Nutrient-dense, these healthy gluten-free waffles are perfect for breakfast, in a lunch box, and even for dinner! Try 3 delicious varieties:
- Peanut and Apple Butter Waffle Sandwiches
- Cinnamon Pumpkin Apple Carrot Waffles with Pumpkin Seeds and Raisins Topped with Baked Apples, Shredded Carrots, and Slivered Almonds
- Banana Beet Cinnamon Zucchini Apple Waffles with Shredded Coconut, Walnuts, and Raisins Topped with Sliced Bananas, Slivered Almonds, and Cinnamon
The kids and I were brain-storming for some healthy options to pack in their lunch boxes this school year to give them some variety and boys requested waffles. Little did they know that waffles are and excellent vehicle in which to disguise all kids of veggies, seeds, fruits, and even beans (garbanzo bean flour or pureed Northern beans work well!) to nourish their growing bodies and minds, so, of course, I pulled out the waffle iron and granted their wish for waffles and we all scored!
After making healthy gluten free waffles, I allowed them to cool, then cut them diagonally to form cute little triangular waffles. I placed the waffles in a freezer safe container and I stock piled the freezer for lunches, breakfasts, and even quick and easy breakfast-dinners.
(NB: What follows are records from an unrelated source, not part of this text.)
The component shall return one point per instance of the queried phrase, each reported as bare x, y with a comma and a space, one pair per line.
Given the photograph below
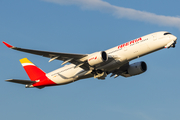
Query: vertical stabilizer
33, 71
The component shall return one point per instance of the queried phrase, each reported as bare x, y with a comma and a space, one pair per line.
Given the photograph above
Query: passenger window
166, 33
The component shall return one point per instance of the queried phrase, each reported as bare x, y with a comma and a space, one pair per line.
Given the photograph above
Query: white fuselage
121, 54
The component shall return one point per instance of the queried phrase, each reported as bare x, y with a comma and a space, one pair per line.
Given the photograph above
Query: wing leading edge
76, 59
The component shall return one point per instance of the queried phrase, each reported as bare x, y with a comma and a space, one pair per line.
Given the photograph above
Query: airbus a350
114, 61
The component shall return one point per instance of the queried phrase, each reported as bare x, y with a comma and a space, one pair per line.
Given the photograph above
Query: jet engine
136, 68
97, 58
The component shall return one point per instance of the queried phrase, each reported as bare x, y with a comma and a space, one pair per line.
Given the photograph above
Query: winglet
8, 45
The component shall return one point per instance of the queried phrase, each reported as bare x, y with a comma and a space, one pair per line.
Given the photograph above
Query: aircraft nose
174, 38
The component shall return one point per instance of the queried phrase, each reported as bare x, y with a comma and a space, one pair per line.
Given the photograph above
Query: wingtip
8, 45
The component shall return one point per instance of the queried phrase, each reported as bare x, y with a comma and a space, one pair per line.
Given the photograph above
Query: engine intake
137, 68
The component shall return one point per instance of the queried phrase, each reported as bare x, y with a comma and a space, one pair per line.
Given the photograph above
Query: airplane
114, 61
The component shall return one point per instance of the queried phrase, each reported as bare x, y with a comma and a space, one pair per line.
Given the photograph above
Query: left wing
77, 59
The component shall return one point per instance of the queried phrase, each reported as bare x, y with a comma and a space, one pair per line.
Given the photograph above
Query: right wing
25, 82
77, 59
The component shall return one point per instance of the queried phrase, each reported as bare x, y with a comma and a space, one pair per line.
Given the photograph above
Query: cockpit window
166, 33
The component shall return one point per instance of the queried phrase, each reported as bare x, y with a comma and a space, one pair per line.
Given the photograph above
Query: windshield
166, 33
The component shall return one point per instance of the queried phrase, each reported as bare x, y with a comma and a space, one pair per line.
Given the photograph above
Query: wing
77, 59
25, 82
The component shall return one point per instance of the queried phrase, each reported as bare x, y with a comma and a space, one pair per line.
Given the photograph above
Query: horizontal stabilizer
25, 82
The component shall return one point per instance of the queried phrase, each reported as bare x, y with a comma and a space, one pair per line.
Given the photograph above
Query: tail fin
33, 71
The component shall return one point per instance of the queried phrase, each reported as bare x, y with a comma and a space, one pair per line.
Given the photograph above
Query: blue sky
87, 26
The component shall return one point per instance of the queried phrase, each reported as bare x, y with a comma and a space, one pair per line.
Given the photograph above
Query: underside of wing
66, 57
25, 82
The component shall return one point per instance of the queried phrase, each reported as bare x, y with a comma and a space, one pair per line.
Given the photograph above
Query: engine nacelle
97, 58
137, 68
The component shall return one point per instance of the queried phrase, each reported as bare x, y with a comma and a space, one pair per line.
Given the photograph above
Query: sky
87, 26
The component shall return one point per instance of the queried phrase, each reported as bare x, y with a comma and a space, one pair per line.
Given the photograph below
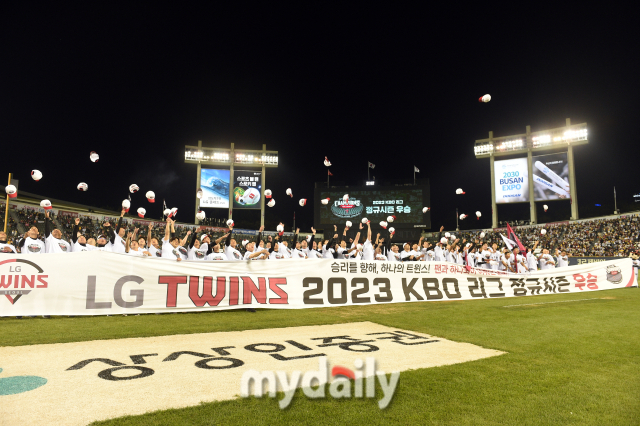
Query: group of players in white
200, 247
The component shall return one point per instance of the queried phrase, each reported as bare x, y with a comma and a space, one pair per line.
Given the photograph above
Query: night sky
396, 87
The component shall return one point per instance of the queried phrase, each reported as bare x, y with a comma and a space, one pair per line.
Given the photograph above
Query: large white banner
99, 283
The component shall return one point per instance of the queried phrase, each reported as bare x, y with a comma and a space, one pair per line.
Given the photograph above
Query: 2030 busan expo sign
94, 284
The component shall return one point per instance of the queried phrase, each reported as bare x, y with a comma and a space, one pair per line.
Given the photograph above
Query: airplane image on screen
218, 186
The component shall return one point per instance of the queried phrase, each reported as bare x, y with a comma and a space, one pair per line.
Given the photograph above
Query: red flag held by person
513, 235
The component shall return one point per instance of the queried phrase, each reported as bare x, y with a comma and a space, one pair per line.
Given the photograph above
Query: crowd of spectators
617, 237
598, 237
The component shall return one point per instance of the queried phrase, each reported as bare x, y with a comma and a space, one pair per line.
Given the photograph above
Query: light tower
226, 159
535, 145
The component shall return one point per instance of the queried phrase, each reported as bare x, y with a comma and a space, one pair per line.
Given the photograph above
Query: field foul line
544, 303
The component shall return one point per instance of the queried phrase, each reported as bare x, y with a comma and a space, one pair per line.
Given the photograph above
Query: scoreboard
374, 203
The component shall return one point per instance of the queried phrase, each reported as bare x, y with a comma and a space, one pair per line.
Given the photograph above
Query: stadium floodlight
527, 145
227, 158
570, 135
222, 157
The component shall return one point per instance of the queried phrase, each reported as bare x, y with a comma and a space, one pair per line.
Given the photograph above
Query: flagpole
6, 211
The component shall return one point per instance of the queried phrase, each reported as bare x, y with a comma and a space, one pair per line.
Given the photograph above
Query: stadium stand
617, 235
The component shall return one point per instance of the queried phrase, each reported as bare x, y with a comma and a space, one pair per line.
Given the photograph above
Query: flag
513, 235
507, 242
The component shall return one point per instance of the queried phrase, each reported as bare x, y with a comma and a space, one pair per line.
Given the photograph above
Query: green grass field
567, 363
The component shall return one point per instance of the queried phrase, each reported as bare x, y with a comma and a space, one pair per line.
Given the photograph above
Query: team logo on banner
16, 281
347, 209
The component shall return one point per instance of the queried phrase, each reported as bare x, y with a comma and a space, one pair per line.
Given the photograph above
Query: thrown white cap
36, 174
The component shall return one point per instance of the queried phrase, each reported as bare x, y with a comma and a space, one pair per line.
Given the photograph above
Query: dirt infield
77, 383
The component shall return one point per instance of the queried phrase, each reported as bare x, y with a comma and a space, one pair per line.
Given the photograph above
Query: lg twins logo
346, 209
614, 274
18, 276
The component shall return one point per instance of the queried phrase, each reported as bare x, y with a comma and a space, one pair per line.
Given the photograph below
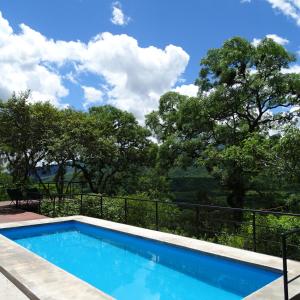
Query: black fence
255, 230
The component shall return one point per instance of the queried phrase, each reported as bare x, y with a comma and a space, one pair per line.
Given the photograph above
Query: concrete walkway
8, 291
9, 213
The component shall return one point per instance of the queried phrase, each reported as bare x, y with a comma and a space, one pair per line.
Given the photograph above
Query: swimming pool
131, 267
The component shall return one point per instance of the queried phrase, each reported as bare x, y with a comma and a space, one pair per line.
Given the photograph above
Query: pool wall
39, 279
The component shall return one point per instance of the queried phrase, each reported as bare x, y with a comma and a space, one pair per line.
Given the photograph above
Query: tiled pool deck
9, 213
39, 279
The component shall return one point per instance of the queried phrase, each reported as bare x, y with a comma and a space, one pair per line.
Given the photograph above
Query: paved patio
9, 213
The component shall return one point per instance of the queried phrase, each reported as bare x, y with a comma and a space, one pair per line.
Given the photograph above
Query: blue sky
56, 55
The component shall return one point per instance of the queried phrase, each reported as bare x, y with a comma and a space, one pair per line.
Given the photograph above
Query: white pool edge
40, 279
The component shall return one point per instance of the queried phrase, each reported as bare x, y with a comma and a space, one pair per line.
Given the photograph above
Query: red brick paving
8, 213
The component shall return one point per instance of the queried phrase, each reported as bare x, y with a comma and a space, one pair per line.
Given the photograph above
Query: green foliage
242, 93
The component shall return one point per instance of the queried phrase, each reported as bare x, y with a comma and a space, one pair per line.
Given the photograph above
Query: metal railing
197, 220
286, 281
156, 214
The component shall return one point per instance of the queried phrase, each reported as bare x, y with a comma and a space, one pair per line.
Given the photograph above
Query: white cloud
190, 90
276, 38
91, 95
137, 76
132, 77
290, 8
118, 17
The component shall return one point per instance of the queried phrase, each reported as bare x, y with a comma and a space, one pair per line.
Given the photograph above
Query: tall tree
244, 92
26, 130
109, 143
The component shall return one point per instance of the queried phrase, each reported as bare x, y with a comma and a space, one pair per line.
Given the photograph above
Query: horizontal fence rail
265, 231
256, 230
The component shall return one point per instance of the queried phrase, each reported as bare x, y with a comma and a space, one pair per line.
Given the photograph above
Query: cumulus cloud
276, 38
91, 95
137, 76
133, 77
118, 17
22, 63
190, 90
290, 8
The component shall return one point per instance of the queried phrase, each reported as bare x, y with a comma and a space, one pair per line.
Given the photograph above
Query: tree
26, 130
110, 144
244, 92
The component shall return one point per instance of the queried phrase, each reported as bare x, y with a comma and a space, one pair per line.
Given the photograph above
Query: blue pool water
128, 267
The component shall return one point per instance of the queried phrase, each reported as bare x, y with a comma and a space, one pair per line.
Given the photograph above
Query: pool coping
39, 279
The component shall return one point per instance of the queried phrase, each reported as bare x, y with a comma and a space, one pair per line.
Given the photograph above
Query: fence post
284, 264
156, 215
254, 230
81, 203
53, 214
125, 209
101, 206
197, 219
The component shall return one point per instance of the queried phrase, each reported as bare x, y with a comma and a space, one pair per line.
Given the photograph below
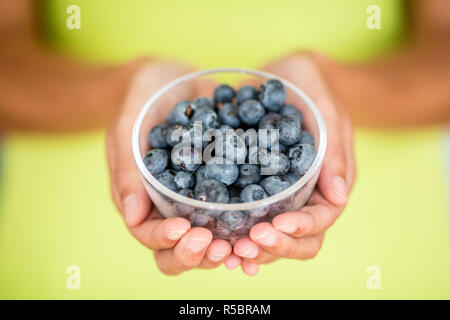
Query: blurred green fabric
56, 210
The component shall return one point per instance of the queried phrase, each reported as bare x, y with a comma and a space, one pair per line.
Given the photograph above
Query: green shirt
56, 209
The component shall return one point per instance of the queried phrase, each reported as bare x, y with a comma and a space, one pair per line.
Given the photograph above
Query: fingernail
175, 234
266, 239
286, 228
196, 244
130, 207
216, 256
251, 253
340, 188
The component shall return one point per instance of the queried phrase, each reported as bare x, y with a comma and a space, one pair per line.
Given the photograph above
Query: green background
55, 206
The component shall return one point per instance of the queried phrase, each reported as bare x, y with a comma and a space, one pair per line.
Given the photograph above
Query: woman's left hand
299, 235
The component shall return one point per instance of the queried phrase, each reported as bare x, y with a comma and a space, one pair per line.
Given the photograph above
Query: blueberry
235, 200
301, 157
184, 180
204, 102
200, 219
200, 173
167, 178
292, 177
228, 115
224, 93
307, 138
290, 130
247, 93
269, 121
175, 134
273, 95
253, 192
196, 131
234, 148
156, 161
248, 174
250, 112
182, 113
278, 164
224, 127
233, 219
222, 170
186, 157
211, 190
157, 136
275, 184
207, 116
289, 109
234, 191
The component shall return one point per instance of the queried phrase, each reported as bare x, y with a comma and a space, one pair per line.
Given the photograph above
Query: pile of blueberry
236, 171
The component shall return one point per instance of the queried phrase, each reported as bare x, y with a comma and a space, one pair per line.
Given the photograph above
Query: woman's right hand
177, 247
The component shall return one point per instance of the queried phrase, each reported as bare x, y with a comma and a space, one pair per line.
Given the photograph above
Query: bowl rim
315, 167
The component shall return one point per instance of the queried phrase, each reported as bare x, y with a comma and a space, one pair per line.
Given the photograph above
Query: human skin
407, 88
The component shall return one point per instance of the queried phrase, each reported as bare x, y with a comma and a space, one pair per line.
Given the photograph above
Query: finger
250, 268
332, 179
232, 262
280, 244
295, 224
187, 254
248, 250
217, 252
158, 234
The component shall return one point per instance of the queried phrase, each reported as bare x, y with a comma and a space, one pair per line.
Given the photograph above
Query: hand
299, 234
177, 247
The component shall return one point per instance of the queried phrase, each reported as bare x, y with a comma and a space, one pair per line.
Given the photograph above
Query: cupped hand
299, 235
177, 247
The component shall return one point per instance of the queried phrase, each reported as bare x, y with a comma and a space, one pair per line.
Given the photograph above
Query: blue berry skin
224, 127
289, 109
207, 116
156, 161
233, 220
292, 177
253, 192
279, 167
228, 115
269, 121
200, 219
307, 138
222, 170
167, 178
182, 113
233, 191
235, 200
200, 173
250, 112
186, 157
184, 180
224, 93
290, 130
301, 157
174, 134
211, 190
247, 93
248, 174
273, 95
157, 136
187, 193
275, 184
205, 102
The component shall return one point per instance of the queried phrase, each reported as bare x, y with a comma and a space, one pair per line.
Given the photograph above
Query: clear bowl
172, 204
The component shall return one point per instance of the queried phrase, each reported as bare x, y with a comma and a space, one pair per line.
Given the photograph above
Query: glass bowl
172, 204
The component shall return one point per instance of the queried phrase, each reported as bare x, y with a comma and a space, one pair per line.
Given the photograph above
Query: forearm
407, 88
42, 90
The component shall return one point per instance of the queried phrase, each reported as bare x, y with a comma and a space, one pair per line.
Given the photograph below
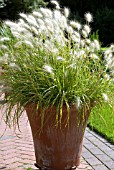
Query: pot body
57, 147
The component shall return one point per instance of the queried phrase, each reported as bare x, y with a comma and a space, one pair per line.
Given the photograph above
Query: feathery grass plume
88, 16
76, 25
55, 3
56, 59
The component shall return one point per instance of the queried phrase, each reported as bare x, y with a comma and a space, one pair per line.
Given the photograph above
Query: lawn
102, 121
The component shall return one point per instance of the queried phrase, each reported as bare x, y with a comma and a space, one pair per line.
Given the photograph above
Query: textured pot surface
57, 147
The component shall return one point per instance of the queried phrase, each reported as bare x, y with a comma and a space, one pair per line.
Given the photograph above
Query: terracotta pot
57, 147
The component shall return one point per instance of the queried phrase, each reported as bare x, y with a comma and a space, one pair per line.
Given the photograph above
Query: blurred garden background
102, 118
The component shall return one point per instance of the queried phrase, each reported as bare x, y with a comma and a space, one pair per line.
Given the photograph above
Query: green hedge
103, 13
9, 9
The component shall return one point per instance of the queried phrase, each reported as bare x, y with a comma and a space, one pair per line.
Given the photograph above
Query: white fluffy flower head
88, 17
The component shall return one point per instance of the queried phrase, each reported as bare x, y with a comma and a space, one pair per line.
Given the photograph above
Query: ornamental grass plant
50, 60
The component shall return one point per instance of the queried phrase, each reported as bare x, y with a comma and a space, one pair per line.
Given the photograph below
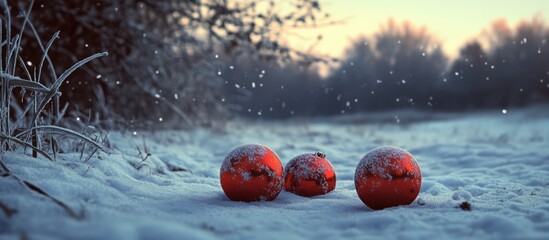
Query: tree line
403, 67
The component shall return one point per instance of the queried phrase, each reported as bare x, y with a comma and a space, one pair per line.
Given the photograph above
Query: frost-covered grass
495, 163
32, 117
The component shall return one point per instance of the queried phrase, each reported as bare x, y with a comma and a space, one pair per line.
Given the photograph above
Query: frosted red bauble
252, 173
386, 177
309, 175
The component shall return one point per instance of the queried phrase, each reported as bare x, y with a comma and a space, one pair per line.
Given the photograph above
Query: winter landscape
117, 126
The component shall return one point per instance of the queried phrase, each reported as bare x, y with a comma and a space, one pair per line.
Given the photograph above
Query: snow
495, 162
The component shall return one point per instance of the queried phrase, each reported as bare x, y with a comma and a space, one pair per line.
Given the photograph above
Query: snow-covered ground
497, 162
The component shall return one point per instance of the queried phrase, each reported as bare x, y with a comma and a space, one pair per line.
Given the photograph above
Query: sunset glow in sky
452, 23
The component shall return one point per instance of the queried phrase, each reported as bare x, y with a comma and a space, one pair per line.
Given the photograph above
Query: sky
452, 23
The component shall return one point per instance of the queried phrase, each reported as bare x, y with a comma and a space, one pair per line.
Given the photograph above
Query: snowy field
499, 163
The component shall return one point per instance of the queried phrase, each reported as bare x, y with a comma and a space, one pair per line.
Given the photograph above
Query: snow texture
496, 163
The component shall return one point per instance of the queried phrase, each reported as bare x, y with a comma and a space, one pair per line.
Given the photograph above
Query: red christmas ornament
251, 173
309, 175
387, 177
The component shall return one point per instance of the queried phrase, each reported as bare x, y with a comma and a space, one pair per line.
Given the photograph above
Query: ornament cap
320, 154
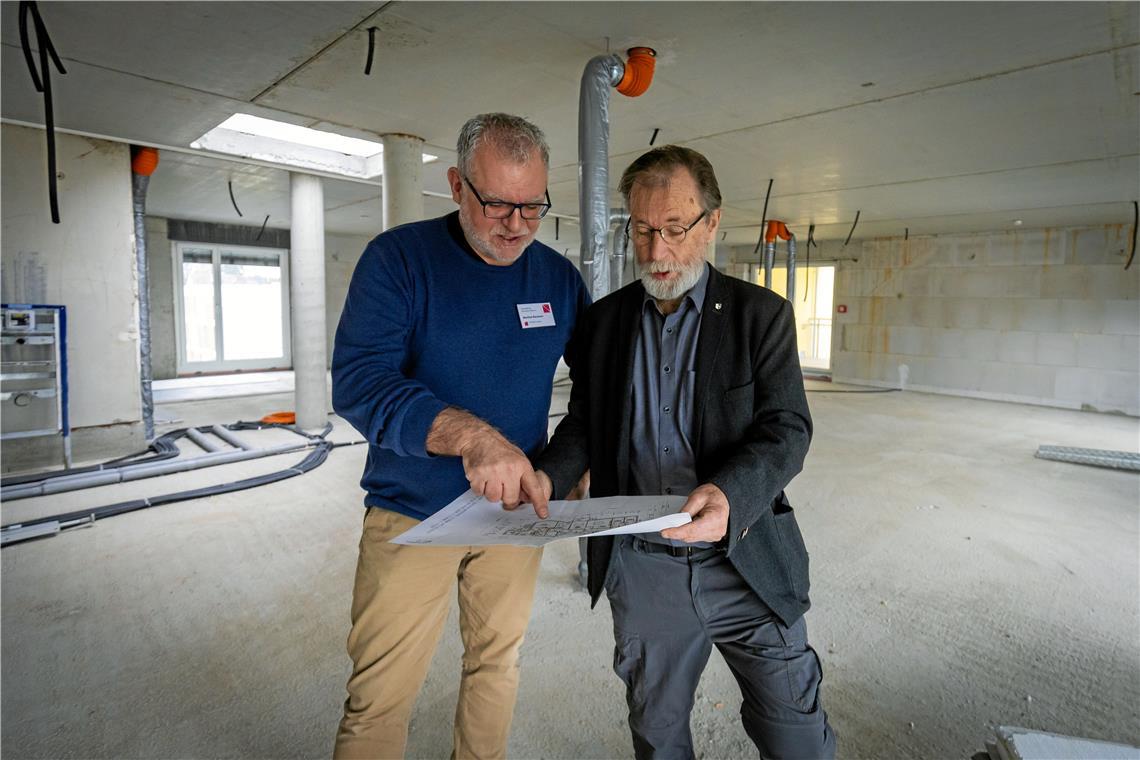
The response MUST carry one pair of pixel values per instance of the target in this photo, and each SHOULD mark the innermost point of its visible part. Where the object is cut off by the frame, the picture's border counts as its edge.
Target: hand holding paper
(473, 521)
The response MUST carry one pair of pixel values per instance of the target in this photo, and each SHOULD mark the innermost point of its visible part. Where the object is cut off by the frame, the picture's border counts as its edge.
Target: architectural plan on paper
(473, 521)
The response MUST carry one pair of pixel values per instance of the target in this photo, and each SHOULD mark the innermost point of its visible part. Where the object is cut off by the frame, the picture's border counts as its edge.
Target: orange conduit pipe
(638, 72)
(776, 228)
(144, 161)
(279, 418)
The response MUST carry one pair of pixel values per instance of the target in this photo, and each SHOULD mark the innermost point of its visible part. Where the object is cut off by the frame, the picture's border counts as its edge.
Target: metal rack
(33, 373)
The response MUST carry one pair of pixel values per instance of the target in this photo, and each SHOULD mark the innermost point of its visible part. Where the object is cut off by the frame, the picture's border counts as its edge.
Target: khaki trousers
(399, 603)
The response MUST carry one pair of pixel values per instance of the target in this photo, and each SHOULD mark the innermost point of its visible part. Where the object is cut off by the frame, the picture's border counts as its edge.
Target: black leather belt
(695, 554)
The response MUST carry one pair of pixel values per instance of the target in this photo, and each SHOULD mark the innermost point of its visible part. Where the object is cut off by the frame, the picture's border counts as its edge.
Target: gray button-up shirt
(661, 458)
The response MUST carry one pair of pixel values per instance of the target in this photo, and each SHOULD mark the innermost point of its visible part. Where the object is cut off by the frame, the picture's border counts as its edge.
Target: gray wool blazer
(751, 427)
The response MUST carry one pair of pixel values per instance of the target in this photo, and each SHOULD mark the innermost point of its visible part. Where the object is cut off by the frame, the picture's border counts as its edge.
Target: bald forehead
(666, 196)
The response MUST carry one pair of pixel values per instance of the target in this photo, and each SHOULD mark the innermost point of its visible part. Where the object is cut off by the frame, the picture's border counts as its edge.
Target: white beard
(672, 291)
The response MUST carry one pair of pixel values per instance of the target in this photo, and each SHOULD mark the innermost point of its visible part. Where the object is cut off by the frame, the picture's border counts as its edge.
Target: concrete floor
(958, 582)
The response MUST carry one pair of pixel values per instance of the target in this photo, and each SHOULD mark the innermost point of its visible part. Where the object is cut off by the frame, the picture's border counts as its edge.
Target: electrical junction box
(18, 319)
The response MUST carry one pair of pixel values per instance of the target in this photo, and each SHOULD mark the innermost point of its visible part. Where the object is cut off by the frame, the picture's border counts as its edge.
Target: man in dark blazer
(687, 382)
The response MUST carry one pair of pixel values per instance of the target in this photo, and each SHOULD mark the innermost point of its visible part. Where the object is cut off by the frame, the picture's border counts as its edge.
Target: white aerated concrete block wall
(1043, 317)
(87, 263)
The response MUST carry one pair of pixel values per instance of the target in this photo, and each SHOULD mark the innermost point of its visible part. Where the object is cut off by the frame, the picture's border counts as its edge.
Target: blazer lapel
(628, 317)
(714, 321)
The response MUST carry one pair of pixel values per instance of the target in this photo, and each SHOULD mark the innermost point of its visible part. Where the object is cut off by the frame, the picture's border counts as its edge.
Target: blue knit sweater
(426, 324)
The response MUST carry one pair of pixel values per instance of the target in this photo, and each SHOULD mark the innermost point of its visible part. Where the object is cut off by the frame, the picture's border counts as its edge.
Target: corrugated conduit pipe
(632, 79)
(144, 161)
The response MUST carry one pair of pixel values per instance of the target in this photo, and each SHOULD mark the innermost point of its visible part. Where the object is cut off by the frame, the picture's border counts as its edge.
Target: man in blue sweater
(444, 359)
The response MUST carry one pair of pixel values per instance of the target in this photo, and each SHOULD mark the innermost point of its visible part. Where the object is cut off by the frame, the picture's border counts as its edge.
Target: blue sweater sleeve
(369, 352)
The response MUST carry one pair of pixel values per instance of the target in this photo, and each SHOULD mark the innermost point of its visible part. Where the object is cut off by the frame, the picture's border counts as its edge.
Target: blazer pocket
(740, 392)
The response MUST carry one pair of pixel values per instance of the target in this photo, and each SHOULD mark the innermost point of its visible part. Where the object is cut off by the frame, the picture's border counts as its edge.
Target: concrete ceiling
(928, 116)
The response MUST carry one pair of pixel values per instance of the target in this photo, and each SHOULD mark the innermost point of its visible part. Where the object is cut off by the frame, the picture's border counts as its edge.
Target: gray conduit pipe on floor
(46, 526)
(202, 441)
(139, 472)
(229, 438)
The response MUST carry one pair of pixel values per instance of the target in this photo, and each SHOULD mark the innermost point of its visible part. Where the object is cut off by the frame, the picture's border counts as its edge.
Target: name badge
(536, 315)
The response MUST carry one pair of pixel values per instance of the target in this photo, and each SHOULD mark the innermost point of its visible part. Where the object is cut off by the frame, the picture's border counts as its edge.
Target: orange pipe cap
(638, 72)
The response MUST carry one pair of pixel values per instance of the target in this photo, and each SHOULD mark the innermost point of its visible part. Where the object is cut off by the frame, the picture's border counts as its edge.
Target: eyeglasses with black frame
(503, 210)
(672, 234)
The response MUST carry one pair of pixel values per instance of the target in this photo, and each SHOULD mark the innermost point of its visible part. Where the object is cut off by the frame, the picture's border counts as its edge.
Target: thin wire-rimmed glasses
(672, 234)
(502, 209)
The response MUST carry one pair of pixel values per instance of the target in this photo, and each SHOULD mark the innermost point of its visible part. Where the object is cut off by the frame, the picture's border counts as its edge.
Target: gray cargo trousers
(668, 612)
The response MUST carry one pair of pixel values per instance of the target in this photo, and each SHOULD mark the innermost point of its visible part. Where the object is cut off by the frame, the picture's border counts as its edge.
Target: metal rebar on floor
(1096, 457)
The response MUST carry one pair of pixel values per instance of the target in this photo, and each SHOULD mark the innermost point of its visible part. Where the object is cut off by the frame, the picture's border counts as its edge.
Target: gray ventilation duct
(632, 79)
(144, 161)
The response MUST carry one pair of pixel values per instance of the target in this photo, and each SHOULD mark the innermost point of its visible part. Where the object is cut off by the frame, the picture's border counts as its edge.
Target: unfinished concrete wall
(87, 263)
(342, 252)
(1035, 316)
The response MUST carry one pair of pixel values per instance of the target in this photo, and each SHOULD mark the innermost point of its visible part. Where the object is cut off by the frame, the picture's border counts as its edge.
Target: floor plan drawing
(572, 526)
(473, 521)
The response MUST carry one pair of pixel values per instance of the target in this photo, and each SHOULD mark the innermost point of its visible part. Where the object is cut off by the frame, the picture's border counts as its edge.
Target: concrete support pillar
(402, 181)
(307, 300)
Healthy gluten free waffles have been an excellent investment of my time. No more complaints of “I can’t think of anything to pack in my lunch.” One boy packs his waffles “naked”, the other boy takes two waffles, slathers them with peanut butter and apple butter (R.W. Kudsen organic apple butter is the BEST!) and makes the most delicious PB&J imaginable. Win-win! Enjoy!
- 3 cups gluten free flour, I grind my own mixture of almond flour, organic garbanzo bean flour, millet flour, sorghum flour, brown rice flour, and xanthan gum in my Vitamix. If you need an easy cheat, use 2 boxes of Hodgson Mill Multi Purpose Baking Mix.
- 3 t baking powder
- 3t cinnamon
- 1t pumpkin pie spice
- 4 T black strap molasses
- 1 T vanilla
- 4 T coconut oil
- 2 cups non-dairy milk (I like Silk’s unsweetened vanilla almond milk)
- Replacement equivalent of 2 eggs: 2 t Ener-g egg replacer + 2 T hot water, let stand OR 2 T ground flaxseeds + 6 T water or other liquid, let stand OR 2 t apple cider vinegar + 6 ounces almond or other non-dairy milk, let stand
- 1 1/2 or 2 cups creamy oil substitute: mix and match if needed! pureed banana, shredded apples and/or applesauce, pureed pumpkin and/or squash, pureed or shredded carrots, purred or shredded zucchini, pureed beets, pureed beans, such as black beans, Northern beans, or garbanzo beans (yes, I am serious!), nut butters, such as almond butter, peanut butter, sunflower seed butter, apple butter (R.W. Kudsen organic apple butter is our favorite!), berries, such as raspberries, blueberries, blackberries, strawberries, pomegranates, cranberries
- 1/2 c – 1 cup nutrient-dense add-ins:
- pumpkin, sunflower, sesame, chai, and hemp seeds or ground powder equivalents, walnuts, slivered almonds, pecans, cacao nibs, shredded coconut raisins, dates, and/or figs
Lightly spray waffle iron with non-stick cooking spray. Place flour or baking mix, baking powder, and spices in mixing bowl and mix well. Add in other ingredients and mix well until blended. Get creative. There are no wrong answers with heathy gluten free waffles. Pour mixture into preheated waffle iron. Allow to cool. Enjoy!
Note: This gluten free waffle batter also makes excellent Lunch Pail muffins. Just preheat oven to 350 degrees, spoon batter into greased muffin tins and bake for 15-20 minutes, checking for doneness.